'Which set of commands to use to make private fork of public github repo

I'm trying to fork a public github repo but keep the fork private on my end. I've found steps for doing that here: https://gist.github.com/0xjac/85097472043b697ab57ba1b1c7530274 (and other places, but the instructions are similar)

So after doing steps 1 & 2, step 3 is to push the content to the new repo via this command:

git push --mirror [email protected]:<your_username>/<repo_name>.git

Meanwhile, the new github repo shows the standard tips, which include this:

...or push an existing repository from the command line:

git remote add origin [email protected]:<your_username>/<repo_name>.git
git branch -M main
git push -u origin main

What is the difference between these 2 approaches?
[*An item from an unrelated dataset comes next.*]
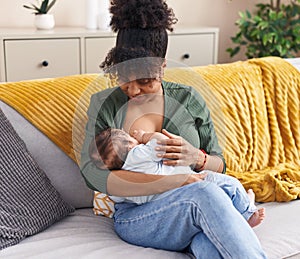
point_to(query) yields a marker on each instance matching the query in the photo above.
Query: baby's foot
(257, 217)
(251, 196)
  1. git remote add + a normal git push
  2. git push --mirror all by itself

Git remotes & refs kind of make my head spin. In general, I understand approach #1 and am inclined to do that but I'm not sure if it's appropriate here. Approach #2 is the recommendation but I don't understand the description of the mirror option in the man page.

Edit: In retrospect, I totally misunderstood the --bare option from step 1, which would have helped me understand the --mirror option later on. The --bare option says:

Make a bare Git repository. That is, instead of creating <directory> and placing the administrative files in <directory>/.git, make the <directory> itself the $GIT_DIR.

This is not clearly written, IMO. I thought this meant "mix the administrative files in with the working tree", which seemed strange, but now I see it means "only clone administrative files, not the working tree".